I know there are a zillion other things that make upthe Culture than just the way we treat Children, a great lot of society (not all) look at women, spit on the road, defecate, jump queues even ahead of elders, break road rules, jump signals, ask for bribes and accept them, confer favours on the undeserving or have no qualms in seeking them. I am sure India can be great on all those other things … but on these things we smell foul and are way below qualifying marks.

I reckon India should market its Yoga, Ayurveda, Epics, or other aspects of its culture more aggressively for its own benefit.

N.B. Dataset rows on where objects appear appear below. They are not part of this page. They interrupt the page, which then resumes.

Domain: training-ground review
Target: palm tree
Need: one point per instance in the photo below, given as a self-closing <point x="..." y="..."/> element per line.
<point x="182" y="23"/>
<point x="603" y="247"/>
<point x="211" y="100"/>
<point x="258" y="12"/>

In substance and summary, the boasts about our culture seems a surrogate swagger or justification for our inability to progress, a failing attempt to hide our shortcomings. (I think so). People who are at the top and truly belong there don’t go about proclaiming that they are the best. (unlike Tyson or Md Ali). If we have something great to offer others will sure learn it from us given the ways of internet. If we find nothing great about the West, we don’t have to learn from them but there are others out there who can offer lessons. But even if we consider we are 80% perfect, lets learn the balance from the rest.

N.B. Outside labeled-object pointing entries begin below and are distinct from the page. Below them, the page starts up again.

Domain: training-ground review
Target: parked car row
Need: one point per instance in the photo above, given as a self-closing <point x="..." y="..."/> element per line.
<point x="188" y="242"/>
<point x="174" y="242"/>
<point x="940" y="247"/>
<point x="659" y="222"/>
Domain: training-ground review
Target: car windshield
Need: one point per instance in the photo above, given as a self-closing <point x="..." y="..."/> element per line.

(PS: God has been kind to provide lots of travel opportunities to me but also appears to have imposed the responsibility to find out more about many who are not in any way connected the underlying business purpose. Pl pardon the offshoot boasts).

[1][1] As per official reports Netherlands and Czech republic (or is it just Amsterdam and Prague) have the highest divorce rate of 52%; the highest for the balance is 1/3rd. That is in 2012 or 13. May be we have made perverse progress by leaps and bounds since then.

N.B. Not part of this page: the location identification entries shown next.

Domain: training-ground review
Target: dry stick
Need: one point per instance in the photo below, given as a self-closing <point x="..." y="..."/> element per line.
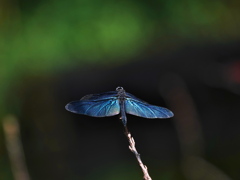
<point x="134" y="150"/>
<point x="15" y="149"/>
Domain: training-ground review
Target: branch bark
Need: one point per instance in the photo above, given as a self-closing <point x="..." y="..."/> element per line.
<point x="132" y="148"/>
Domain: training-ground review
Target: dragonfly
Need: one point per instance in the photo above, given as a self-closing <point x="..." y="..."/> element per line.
<point x="117" y="102"/>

One thought on “India’s Culture Boast tries to hide serious shortcomings

  1. Of course, the trumpeting of “Indian culture” as being superior to every other culture is pure claptrap. As with all other cultures, there is the good and the bad, as you have described in your post. Papering over the bad is extremely misguided. There is much as wrong in our way of life as there is right.

    On the status of women, you have taken us on a global tour. My only disagreement is your conclusion that the treatment of women in the Islamic world is better than in other places. My experience is otherwise. And I am not sure about the conclusion of a better treatment in Buddhist culture. I don’t know about Myanmar and Vietnam, but Thailand as you yourself has described is not a paragon of virtue when it comes to the place of women.